Das war sehr wichtig, denn Kirche, Schule und die politischen Behörden achteten mit Argus-Augen darauf, dass nur anständige Filme gezeigt wurden. Dies umso mehr, da ja die gleichen Filme auch in eige-nen Kindervorstellungen gezeigt wurden.
Die Gebrüder Zellweger zeigten nicht nur Filme, sondern machten auch selbst Filme, beispielsweise über die Fasnacht der Röllelibutzen. Ihr Kino war beliebt. 1931 machten die Betreiber einen grossen technischen Schritt. Von nun an konnten auch sogenannte Tonfilme abgespielt werden. Die «Volkszeitung» erwähnte lobend, mit grossem Aufwand sei eine «Tonfilm-Apparatur» eingebaut worden. Man nannte sich nun «Tonfilm-Theater».
Mit dem Extra-Tram nach Heerbrugg
Wenn schon Ton, dann gleich ein Musikfilm zur Eröffnung. Gezeigt wurde der Operettenfilm «Das Lied ist aus». Die Musik stammte vom damals sehr berühmten Robert Stolz. Die Leute kamen so zahlreich, dass nach den Vorstellungen eine «Extra-Tramverbindung bis Heerbrugg» angeboten wurde.
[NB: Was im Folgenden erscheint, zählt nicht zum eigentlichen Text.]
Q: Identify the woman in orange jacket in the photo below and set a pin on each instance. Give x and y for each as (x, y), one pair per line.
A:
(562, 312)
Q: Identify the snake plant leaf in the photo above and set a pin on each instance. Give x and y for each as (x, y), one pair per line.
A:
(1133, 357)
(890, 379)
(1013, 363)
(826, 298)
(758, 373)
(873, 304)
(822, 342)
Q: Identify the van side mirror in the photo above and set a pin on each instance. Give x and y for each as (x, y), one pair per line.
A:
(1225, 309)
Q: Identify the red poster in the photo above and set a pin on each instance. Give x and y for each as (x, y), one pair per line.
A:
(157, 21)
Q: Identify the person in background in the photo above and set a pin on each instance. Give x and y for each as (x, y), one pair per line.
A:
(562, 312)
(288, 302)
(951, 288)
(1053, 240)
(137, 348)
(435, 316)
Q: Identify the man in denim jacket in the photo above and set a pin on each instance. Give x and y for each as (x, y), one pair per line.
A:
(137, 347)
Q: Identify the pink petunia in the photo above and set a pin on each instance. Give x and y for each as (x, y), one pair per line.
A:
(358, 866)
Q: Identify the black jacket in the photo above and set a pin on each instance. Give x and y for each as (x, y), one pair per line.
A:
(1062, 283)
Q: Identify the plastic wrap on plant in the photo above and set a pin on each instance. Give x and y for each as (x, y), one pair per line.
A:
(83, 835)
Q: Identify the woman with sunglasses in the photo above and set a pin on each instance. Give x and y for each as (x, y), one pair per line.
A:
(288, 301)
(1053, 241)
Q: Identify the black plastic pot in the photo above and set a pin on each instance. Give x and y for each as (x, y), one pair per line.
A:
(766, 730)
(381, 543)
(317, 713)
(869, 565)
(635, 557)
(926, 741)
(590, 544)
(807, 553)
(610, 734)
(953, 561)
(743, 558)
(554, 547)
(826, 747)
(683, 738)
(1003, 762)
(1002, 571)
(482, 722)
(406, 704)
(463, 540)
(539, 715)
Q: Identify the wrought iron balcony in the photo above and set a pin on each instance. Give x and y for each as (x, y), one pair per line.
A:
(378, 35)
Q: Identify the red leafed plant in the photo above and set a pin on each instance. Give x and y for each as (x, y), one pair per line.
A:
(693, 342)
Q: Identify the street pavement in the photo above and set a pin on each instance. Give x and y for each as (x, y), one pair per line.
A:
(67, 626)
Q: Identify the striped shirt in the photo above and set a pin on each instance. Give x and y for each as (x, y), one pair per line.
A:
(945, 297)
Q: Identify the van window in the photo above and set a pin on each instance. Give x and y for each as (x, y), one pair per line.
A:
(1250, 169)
Noch gab es nur sehr wenige Private, die ein Auto besassen. Der Erfolg hielt an, und 1932 wurde das Kino mit einer Bühne ergänzt. Wenn kein Film gezeigt wurde, traten Künstler oder Hellseher und Hypnotiseure auf. Der Film blieb aber im Mittelpunkt. Egal, ob Abenteuer oder Drama, Religiöses oder Urschweizerisches gezeigt wurde, die Krise der Dreissigerjahre tat der Beliebtheit des Kinos keinen Abbruch. Die Wochenschau – die jeweils im Vorprogramm lief – war die einzige Möglichkeit, Filme über aktuelle Anlässe in ganz Europa zu sehen.
Mit einem Klassiker am neuen Ort gestartet
Alois Tanner, der das «Odeon» ab Mitte der Dreissigerjahre betrieb, war von der Zukunft des Films derart überzeugt, dass er an der Rorschacherstrasse einen Neubau erstellen liess. Im September 1941 wurde der erste Film gezeigt: «Das Menschlein Matthias», ein Film über einen «Verdingbuben», der zu einem Schweizer Klassiker wurde.
Die Erfolgsgeschichte ging vorläufig weiter. Nach dem Krieg wurden vermehrt amerikanische Filme gezeigt. Das Fernsehen, das in den Sechzigerjahren in immer mehr Stuben Einzug hielt, wurde zu einer Konkurrenz. Die Besucherzahlen nahmen ab und die Kinos, ganz besonders auf dem Land, kamen zusehends unter Druck. 1991 wurde der Vorhang definitiv gezogen und Susanne Oehy-Müller schloss das Kino. Seither werden im ehemaligen Kinosaal Motorräder repariert und verkauft. Beiden Gebäuden – jenem an der Marktgasse und jenem an der Rorschachstrasse – ist noch anzusehen, dass sie einst für eine ganz besondere Nutzung erbaut worden sind.